Diversification Opportunities for Stelar Metals and Emetals
-0.79 | Correlation Coefficient |
Pay attention - limited upside
The 3 months correlation between Stelar and Emetals is -0.79. Overlapping area represents the amount of risk that can be diversified away by holding Stelar Metals and Emetals in the same portfolio, assuming nothing else is changed. The correlation between historical prices or returns on Emetals and Stelar Metals is a relative statistical measure of the degree to which these equity instruments tend to move together. The correlation coefficient measures the extent to which returns on Stelar Metals are associated (or correlated) with Emetals. Values of the correlation coefficient range from -1 to +1, where. The correlation of zero (0) is possible when the price movement of Emetals has no effect on the direction of Stelar Metals i.e., Stelar Metals and Emetals go up and down completely randomly.
Pair Corralation between Stelar Metals and Emetals
Assuming the 90 days trading horizon Stelar Metals is expected to under-perform the Emetals. But the stock apears to be less risky and, when comparing its historical volatility, Stelar Metals is 1.03 times less risky than Emetals. The stock trades about -0.02 of its potential returns per unit of risk. The Emetals is currently generating about 0.1 of returns per unit of risk over similar time horizon. If you would invest 0.40 in Emetals on September 14, 2024 and sell it today you would earn a total of 0.10 from holding Emetals or generate 25.0% return on investment over 90 days.
Time Period | 3 Months [change] |
Direction | Moves Against |
Strength | Weak |
Accuracy | 100.0% |
Values | Daily Returns |
Stelar Metals vs. Emetals
Performance |
Timeline |
Stelar Metals |
Emetals |
Stelar Metals and Emetals Volatility Contrast
Predicted Return Density |
Returns |
Pair Trading with Stelar Metals and Emetals
The main advantage of trading using opposite Stelar Metals and Emetals positions is that it hedges away some unsystematic risk.

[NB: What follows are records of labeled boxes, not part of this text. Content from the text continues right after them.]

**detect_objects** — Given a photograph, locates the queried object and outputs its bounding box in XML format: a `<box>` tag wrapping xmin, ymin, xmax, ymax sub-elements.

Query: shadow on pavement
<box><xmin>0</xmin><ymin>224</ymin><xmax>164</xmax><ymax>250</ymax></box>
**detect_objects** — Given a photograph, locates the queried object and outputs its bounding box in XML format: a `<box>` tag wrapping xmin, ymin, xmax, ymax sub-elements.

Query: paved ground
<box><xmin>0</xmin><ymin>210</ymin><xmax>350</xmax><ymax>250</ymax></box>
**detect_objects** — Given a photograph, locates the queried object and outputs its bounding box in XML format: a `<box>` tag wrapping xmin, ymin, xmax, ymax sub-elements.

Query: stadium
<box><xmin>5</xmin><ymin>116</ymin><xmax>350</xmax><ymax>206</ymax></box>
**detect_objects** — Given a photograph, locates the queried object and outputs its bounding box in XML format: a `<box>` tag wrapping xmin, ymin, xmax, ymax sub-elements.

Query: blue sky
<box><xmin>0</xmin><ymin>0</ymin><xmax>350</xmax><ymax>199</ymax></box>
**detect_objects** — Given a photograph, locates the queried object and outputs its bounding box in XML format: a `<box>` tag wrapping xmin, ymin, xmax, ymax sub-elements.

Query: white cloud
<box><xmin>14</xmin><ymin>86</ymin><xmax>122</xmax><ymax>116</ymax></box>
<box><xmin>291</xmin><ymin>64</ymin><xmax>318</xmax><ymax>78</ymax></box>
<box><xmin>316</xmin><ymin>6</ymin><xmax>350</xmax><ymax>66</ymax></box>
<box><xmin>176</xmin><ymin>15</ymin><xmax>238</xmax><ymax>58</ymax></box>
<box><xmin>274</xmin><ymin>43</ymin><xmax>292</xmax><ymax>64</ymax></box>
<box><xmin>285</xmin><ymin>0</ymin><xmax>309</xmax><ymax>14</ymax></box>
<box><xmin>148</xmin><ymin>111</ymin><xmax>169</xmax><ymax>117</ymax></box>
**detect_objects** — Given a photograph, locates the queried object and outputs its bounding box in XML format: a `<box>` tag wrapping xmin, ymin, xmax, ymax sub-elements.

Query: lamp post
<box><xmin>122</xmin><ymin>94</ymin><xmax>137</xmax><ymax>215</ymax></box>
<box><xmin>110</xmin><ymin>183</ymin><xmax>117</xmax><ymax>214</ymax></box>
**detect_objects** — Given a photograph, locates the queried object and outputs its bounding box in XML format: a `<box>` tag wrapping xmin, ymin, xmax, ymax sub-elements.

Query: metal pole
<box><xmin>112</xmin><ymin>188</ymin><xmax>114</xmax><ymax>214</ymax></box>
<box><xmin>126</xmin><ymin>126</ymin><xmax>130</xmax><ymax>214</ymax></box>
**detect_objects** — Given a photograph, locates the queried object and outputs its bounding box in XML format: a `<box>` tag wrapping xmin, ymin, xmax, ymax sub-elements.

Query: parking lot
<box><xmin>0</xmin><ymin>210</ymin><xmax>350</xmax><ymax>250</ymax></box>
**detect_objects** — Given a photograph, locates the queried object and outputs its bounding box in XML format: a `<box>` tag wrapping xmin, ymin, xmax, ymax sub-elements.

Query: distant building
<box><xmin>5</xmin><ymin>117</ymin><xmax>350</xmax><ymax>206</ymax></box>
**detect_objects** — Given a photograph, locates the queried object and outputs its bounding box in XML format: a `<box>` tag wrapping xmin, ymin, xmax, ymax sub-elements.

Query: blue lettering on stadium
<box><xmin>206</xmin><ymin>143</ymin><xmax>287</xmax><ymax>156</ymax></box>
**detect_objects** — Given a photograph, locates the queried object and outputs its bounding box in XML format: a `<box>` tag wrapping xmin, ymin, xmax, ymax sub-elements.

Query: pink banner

Because of two separate transactions, even if Stelar Metals position performs unexpectedly, Emetals can make up some of the losses. Pair trading also minimizes risk from directional movements in the market. For example, if an entire industry or sector drops because of unexpected headlines, the short position in Emetals will offset losses from the drop in Emetals' long position.Stelar Metals vs. Northern Star Resources | Stelar Metals vs. Evolution Mining | Stelar Metals vs. Bluescope Steel | Stelar Metals vs. Sandfire Resources NL |
Emetals vs. Northern Star Resources | Emetals vs. Evolution Mining | Emetals vs. Bluescope Steel | Emetals vs. Sandfire Resources NL |
Check out your portfolio center.Note that this page's information should be used as a complementary analysis to find the right mix of equity instruments to add to your existing portfolios or create a brand new portfolio. You can also try the Financial Widgets module to easily integrated Macroaxis content with over 30 different plug-and-play financial widgets.